Not to mention that my friend Gretchen had the previous week been featured on the league website by her nice catch of a foul ball. These thoughts reminded me this is why we hurry to the game. it always has a chance of being a participatory sport for anyone below the nose bleed.
We of course were in fact seriously in the nose bleed upper section of the stands but pretty much behind home plate and with the best view in the city of the bay on a clear and drought-riven unseasonably warm night. We also had the equivalent box seat view of balls and strikes from the giant tv screen beyond the outfield.
My seat mates just in front and just behind were young Hispanic American couples who exemplified the heritage of the current wave of great young players descendant of kids like the ones I met while filming a documentary about Sandinista Nicaragua who would do whatever it took to play catch-and throw including catching and throwing with the same hand if that was the only glove available; possibly instilling those lightening quick reflexes in the genetic code.
We were offered popcorn by the couple in front and when it got San Francisco chilly by the sixth inning and I fumbled for another dollar bill to make the exorbitant six dollar hot chocolate price (served out of a back pack container not unlike what some small time ‘growers’ in the eighties used to water their plants); one of the young women behind said “times are hard now” and offered up a dollar to the vendor-who it should be said could have humbled any of the zillion dollar a year athletes on the field with the number of times he could run up and down the stadium stairs.
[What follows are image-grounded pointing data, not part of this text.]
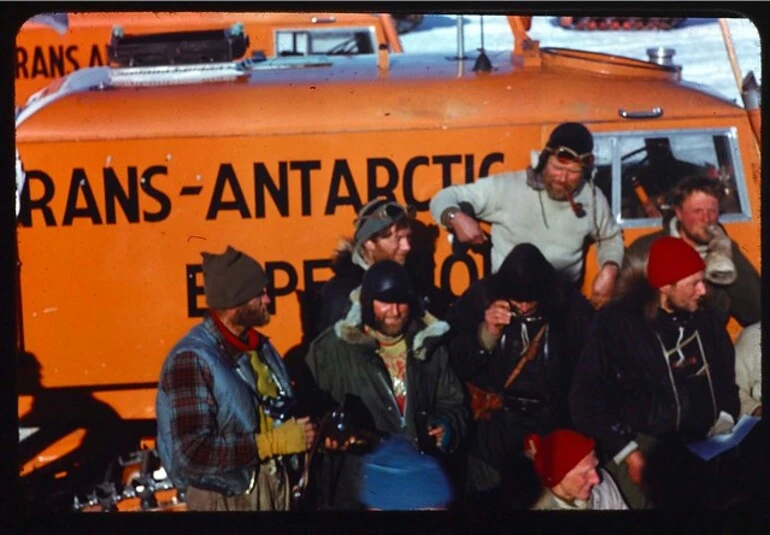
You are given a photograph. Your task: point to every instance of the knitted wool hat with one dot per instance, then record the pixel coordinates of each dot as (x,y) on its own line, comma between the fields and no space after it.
(387,281)
(396,477)
(572,135)
(671,260)
(231,279)
(375,216)
(555,454)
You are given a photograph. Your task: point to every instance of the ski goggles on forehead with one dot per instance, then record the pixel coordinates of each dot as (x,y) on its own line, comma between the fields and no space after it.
(566,155)
(391,211)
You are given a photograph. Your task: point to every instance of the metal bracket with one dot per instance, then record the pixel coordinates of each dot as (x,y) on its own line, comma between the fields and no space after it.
(654,113)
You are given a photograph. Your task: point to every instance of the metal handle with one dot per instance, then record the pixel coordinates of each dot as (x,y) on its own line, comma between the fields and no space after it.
(321,20)
(654,113)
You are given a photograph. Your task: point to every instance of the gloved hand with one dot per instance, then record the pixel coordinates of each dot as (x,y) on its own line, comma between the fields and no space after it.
(441,430)
(288,438)
(723,424)
(720,268)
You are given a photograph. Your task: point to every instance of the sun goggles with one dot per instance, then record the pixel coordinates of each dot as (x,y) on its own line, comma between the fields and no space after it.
(390,210)
(566,155)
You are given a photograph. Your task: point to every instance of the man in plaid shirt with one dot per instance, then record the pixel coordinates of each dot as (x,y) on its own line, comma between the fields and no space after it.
(224,435)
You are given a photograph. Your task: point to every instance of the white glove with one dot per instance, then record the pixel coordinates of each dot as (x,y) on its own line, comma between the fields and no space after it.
(720,268)
(724,424)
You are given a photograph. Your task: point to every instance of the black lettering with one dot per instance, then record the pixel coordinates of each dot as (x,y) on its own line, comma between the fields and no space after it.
(469,159)
(194,290)
(96,57)
(226,175)
(21,63)
(446,167)
(163,200)
(291,285)
(280,195)
(446,271)
(56,60)
(113,190)
(27,204)
(309,266)
(72,57)
(371,178)
(79,184)
(411,165)
(340,173)
(305,167)
(38,63)
(489,159)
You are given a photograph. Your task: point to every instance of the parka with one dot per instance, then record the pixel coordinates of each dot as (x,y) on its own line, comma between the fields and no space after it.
(347,370)
(623,383)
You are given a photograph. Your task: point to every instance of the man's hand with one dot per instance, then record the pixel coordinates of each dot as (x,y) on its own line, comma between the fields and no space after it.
(635,464)
(310,430)
(331,444)
(467,229)
(437,432)
(604,284)
(496,317)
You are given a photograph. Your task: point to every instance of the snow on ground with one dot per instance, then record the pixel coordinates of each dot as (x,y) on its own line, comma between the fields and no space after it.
(698,44)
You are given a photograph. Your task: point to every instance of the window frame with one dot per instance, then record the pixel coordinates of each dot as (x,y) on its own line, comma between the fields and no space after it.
(315,31)
(730,133)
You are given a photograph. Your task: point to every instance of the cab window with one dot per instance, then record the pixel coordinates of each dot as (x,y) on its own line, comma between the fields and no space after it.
(329,42)
(638,170)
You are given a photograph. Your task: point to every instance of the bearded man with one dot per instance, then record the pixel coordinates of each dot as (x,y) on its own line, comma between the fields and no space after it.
(733,285)
(390,371)
(225,433)
(552,204)
(657,367)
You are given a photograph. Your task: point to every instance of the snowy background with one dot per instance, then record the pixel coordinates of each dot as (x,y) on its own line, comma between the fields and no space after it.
(699,45)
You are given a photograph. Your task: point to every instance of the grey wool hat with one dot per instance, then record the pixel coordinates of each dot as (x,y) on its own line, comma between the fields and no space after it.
(231,279)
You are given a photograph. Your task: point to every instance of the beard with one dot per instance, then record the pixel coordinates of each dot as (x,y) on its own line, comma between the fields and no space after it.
(395,328)
(702,237)
(248,316)
(684,308)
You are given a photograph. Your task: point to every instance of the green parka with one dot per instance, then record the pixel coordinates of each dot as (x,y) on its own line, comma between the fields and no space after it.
(346,368)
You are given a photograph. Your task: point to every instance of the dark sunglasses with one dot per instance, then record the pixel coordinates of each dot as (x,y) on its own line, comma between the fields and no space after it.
(390,211)
(566,155)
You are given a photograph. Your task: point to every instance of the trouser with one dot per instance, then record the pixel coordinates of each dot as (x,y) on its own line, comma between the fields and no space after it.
(635,495)
(495,460)
(271,492)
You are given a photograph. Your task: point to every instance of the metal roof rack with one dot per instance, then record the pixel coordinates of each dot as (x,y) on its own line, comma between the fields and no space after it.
(176,74)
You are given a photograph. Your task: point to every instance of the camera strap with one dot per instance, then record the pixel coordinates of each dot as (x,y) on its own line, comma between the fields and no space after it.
(528,356)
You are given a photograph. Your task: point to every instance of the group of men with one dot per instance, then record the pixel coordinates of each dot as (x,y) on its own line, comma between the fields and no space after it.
(525,385)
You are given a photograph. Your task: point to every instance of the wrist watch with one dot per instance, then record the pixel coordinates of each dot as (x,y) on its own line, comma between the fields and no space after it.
(448,215)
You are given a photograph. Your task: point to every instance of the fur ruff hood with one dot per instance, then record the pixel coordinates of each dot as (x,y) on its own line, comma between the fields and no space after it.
(633,292)
(421,330)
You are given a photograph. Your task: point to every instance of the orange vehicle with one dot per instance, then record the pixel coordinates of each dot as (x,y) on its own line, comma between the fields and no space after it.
(127,174)
(49,46)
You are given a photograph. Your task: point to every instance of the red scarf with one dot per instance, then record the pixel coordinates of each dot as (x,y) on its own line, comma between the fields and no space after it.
(252,336)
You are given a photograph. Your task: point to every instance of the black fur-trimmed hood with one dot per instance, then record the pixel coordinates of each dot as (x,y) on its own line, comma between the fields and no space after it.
(633,292)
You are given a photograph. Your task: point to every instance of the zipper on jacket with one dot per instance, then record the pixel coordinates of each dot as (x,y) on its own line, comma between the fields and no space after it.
(401,417)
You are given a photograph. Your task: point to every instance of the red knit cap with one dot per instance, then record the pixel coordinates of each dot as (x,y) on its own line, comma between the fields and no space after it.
(555,454)
(671,260)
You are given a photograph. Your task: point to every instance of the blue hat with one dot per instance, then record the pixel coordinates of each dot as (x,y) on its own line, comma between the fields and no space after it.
(397,477)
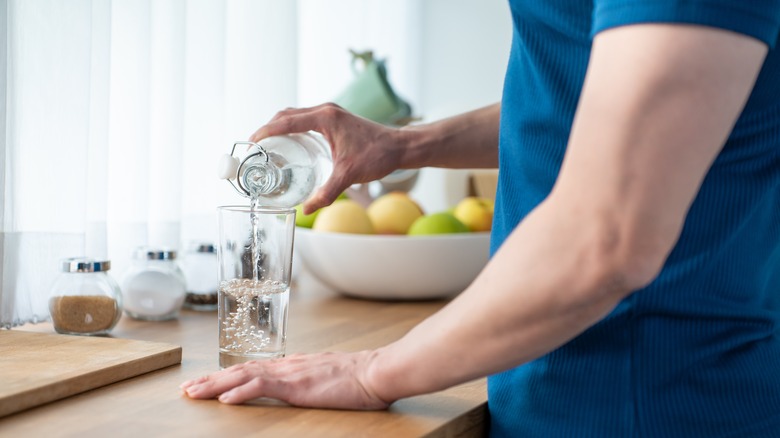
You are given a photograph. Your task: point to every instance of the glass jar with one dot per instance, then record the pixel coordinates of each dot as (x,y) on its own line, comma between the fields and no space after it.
(84,299)
(154,286)
(200,272)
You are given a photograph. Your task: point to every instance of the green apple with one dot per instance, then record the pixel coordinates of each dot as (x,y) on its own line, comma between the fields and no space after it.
(476,213)
(437,223)
(305,220)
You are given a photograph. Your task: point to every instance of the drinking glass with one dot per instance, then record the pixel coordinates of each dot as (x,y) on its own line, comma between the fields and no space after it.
(255,259)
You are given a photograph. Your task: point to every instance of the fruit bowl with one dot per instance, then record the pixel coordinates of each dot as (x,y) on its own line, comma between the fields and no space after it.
(388,267)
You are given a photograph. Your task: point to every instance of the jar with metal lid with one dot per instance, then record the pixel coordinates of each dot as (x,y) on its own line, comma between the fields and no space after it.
(200,268)
(84,299)
(154,286)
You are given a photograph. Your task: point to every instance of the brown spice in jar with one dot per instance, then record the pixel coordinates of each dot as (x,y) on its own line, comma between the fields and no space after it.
(87,314)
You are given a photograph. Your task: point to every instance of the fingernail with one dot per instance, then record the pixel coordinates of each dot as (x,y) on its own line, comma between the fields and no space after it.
(192,389)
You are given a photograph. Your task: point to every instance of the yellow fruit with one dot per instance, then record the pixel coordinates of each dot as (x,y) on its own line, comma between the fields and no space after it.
(343,216)
(437,223)
(476,213)
(393,213)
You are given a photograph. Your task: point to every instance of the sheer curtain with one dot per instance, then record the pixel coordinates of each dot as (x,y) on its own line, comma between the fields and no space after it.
(113,113)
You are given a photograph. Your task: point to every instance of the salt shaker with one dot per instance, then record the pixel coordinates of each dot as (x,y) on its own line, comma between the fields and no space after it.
(154,286)
(84,299)
(200,268)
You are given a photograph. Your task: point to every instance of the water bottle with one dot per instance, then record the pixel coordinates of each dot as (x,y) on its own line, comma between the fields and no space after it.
(280,171)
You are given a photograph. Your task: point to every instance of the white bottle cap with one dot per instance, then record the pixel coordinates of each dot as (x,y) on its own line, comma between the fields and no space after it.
(228,167)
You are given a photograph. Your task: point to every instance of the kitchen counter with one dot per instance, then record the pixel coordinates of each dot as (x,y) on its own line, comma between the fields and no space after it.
(320,320)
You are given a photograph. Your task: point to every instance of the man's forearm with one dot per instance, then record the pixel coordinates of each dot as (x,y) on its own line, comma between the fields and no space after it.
(465,141)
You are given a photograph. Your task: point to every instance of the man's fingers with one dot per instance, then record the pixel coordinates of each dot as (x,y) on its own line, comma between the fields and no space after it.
(217,383)
(292,120)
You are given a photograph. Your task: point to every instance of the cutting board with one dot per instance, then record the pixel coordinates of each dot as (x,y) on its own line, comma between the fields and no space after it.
(37,368)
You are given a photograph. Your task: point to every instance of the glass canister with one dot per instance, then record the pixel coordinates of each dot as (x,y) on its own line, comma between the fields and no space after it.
(200,268)
(154,287)
(84,299)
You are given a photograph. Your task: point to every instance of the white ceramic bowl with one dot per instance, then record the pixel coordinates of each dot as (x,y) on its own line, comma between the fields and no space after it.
(393,267)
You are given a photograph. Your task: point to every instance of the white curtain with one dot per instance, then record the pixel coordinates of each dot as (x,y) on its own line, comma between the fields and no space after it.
(113,113)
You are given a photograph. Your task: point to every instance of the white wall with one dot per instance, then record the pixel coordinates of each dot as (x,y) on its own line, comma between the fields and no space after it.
(443,56)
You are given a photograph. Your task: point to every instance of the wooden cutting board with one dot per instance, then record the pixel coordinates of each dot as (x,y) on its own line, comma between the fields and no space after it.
(37,368)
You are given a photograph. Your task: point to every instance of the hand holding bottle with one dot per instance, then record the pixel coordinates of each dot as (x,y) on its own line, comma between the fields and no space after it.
(362,151)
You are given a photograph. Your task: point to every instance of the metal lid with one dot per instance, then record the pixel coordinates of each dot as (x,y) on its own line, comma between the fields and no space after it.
(204,247)
(145,253)
(83,264)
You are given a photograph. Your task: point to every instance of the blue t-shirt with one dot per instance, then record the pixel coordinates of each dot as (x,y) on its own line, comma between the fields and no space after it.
(697,352)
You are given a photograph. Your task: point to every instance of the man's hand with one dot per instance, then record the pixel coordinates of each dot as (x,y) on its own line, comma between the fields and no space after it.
(325,380)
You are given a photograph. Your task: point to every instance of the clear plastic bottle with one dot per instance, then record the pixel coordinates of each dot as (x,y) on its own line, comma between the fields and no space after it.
(279,171)
(85,300)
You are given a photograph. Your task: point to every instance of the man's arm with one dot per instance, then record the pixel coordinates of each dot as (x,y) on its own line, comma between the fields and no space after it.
(657,106)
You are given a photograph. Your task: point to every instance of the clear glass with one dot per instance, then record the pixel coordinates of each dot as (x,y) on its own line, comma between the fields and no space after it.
(291,168)
(153,290)
(85,303)
(255,259)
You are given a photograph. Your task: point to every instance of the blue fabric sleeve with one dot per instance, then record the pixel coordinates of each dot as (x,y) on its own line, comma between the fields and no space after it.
(759,19)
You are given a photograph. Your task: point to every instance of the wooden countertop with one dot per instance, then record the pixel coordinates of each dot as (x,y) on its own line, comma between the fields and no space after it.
(320,320)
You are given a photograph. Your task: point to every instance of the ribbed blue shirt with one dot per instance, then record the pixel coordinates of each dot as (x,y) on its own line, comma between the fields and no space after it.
(697,352)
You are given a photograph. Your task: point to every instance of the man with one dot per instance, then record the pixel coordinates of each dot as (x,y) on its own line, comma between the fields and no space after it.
(634,285)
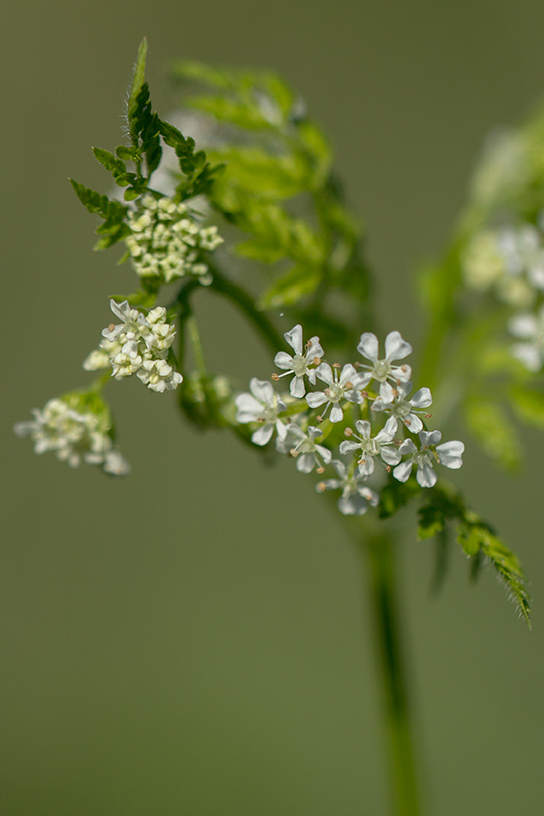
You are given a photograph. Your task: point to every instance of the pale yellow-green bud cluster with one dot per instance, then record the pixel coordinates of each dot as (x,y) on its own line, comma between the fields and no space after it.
(167,242)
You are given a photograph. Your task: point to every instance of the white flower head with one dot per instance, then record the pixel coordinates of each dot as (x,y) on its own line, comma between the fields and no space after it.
(263,406)
(75,434)
(133,327)
(299,364)
(139,345)
(356,498)
(529,328)
(339,387)
(448,454)
(382,370)
(381,445)
(394,400)
(303,447)
(158,375)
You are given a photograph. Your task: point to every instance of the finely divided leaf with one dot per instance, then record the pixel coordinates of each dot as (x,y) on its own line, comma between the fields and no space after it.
(477,539)
(138,81)
(494,431)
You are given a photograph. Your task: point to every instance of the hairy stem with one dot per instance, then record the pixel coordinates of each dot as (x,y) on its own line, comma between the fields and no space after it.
(385,619)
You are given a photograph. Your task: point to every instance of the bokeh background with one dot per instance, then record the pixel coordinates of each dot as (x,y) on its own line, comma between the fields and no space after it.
(194,639)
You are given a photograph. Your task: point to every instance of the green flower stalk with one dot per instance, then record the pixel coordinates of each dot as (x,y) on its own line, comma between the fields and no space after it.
(257,216)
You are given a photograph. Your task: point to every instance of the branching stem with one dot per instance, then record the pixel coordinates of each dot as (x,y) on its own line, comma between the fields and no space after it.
(391,670)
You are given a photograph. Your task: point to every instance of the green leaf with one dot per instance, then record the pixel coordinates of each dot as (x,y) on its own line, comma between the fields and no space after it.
(111,162)
(478,540)
(243,114)
(269,175)
(396,495)
(290,288)
(529,406)
(98,203)
(138,81)
(494,431)
(441,506)
(128,153)
(477,537)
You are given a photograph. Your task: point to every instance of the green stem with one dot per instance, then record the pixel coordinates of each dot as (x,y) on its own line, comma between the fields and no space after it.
(196,344)
(385,618)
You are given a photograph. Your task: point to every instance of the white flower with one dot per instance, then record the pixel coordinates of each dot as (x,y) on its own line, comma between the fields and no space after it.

I thanked her but didn’t accept so in the eighth inning I had a cup of chocolate placed in my hand which as I thanked her “was the best cup hot chocolate I’d ever had!”
And it was great to stand and stamp my feet and cheer when appropriate with Giant Nation.
However after some unlikely bad ball-handling by the usually adept Brandon Crawford, shortstop, and Angel Pagan, center fielder, the score was tied in the ninth. And lest we forget, the Angel’s pitcher, C.J. Wilson, (who found L.A. where money grows on palms) had pitched for the same Texas Rangers featured in a World Series game in Arlington, noticed in this paper, when the presumably non Mendo-lib fans at Dick’s bar in Mendocino saw the camera pan around to ex-President Bush close behind home plate. That’s when the entire gaggle of patrons rose as one and the America finger accelerated explosively in the air breaking the sound barrier with a whoosh. And those same patrons provided their own caustic commentary on America.
But on Friday at the bottom of the ninth, the symbolically named Joe Panic, as Bochy said, got off the bench after nine innings and calmly drove in the winning run.
As we were being herded down the giant walkway to the exit, the escalator being so to speak, “down” a man walking beside me and with an accent I couldn’t place, gestured to this amazing crowd of all percolations and persuasions and said, “This is what American should be.”
And I felt despite what Bob Scheer says about the consuming public there is still plenty of hope in the nosebleed sections of this country and despite my awe and respect for City Lights, maybe they should have a giant flat-screen TV but only on for Giant’s games.